Estos versículos son la única inscripción en el rollo de pergamino (a excepción de Sha-dai inscrito en el dorso) y acentúa nuestra creencia en la Unicidad de Di-s.

El rollo es un pergamino hecho a mano de un animal kasher, está escrito en tinta negra con una pluma de ganso por un escriba especialmente entrenado, religioso devoto, conocido en hebreo como Sofer. El Sofer se concentra intensamente y escribe en caracteres hebreos especiales con una hermosa caligrafía.

La mezuzá tiene 713 letras. Cada letra tiene numerosas leyes referentes a su forma.

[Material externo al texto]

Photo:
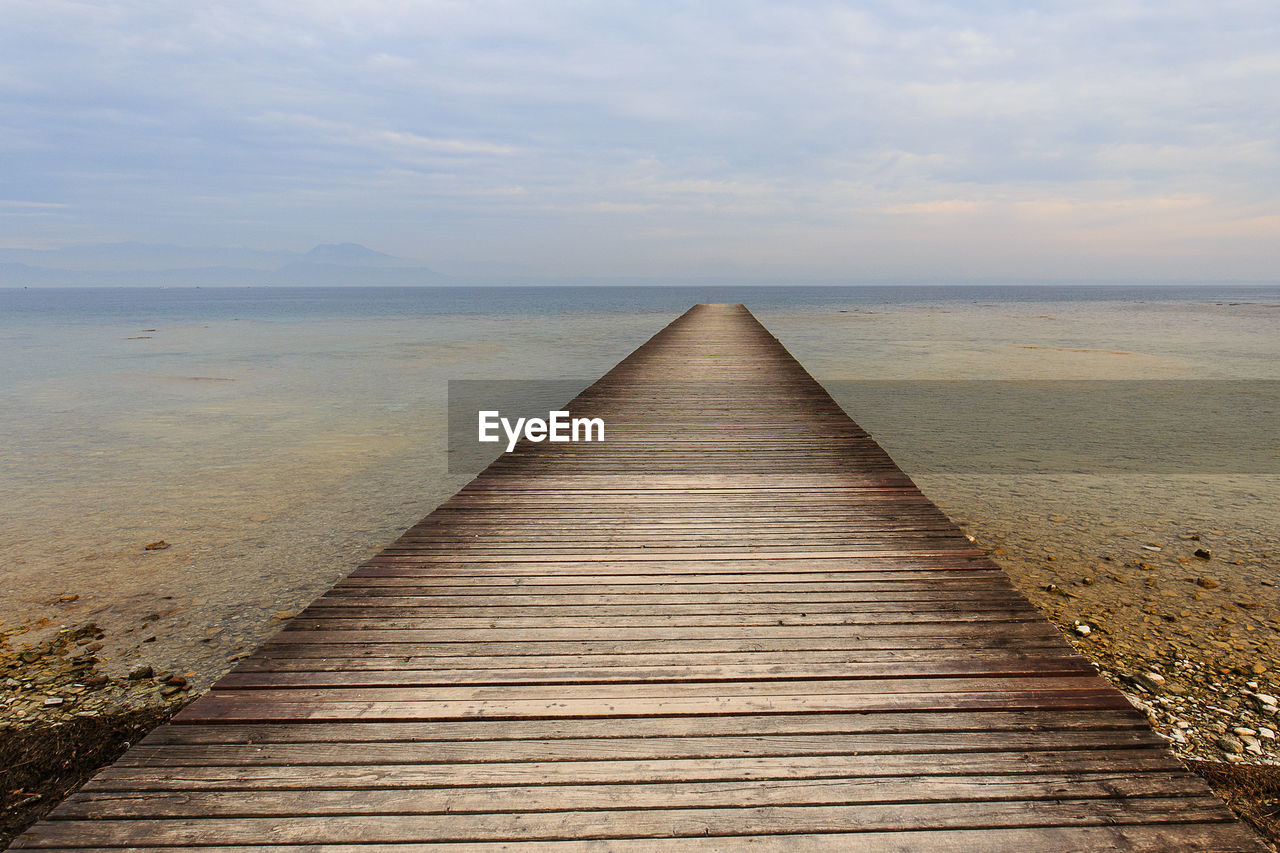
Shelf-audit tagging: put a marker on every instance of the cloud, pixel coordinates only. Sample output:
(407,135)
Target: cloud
(481,129)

Para que la mezuzá o los tefillin estén escritos de acuerdo a la ley, deben cumplir con miles de requisitos.

Si siquiera una de las 713 letras falta en una mezuzá o esta dibujada incorrectamente, la mezuzá es invalida, y la mitzvá no se cumple, y la bendición recitada sobre está es inválida. Incluso el mejor escriba es humano y puede cometer un error. Mientras que algunos errores son corregibles de acuerdo a la ley judía, otros no lo son.

Las mezuzot y los tefillin, aun cuando sean escritos por el más experto de los escribas, tienen muchas posibilidades de ser inadecuados. Por lo tanto deben ser examinados antes de adquirirlos.

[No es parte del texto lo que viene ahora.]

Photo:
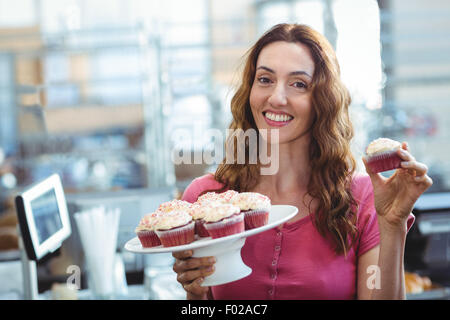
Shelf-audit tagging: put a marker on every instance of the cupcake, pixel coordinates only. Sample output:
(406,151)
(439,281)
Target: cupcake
(223,219)
(174,205)
(381,155)
(224,197)
(198,212)
(255,206)
(145,231)
(175,228)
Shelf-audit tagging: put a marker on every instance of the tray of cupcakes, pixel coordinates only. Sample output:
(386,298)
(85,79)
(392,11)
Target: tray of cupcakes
(215,217)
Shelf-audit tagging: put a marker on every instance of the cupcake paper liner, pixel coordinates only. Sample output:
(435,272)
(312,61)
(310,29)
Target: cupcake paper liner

Además, las mezuzot y los tefillin, como todo lo demás conforme al paso del tiempo y de los elementos, se pueden deteriorar. Por lo tanto es necesario examinar nuestras mezuzot y tefillin de vez en cuando, con el propósito de determinar su aptitud o para saber si es necesario hacer correcciones preventivas. La halajá fija como necesaria una inspección periódica de la mezuzá una vez cada 3 ½ años.


La Cajita

La Mezuzá se debe poner en una cajita para su protección. Se debe enrollar de izquierda a derecha, para que el nombre Sha-dai sea visible. Debe ser colocada con lado derecho para arriba dentro de la cubierta, con el Sha-dai de frente. Si usted no tiene una cubierta de Mezuzá, envuelva la Mezuzá en un papel grueso u otro material resistente.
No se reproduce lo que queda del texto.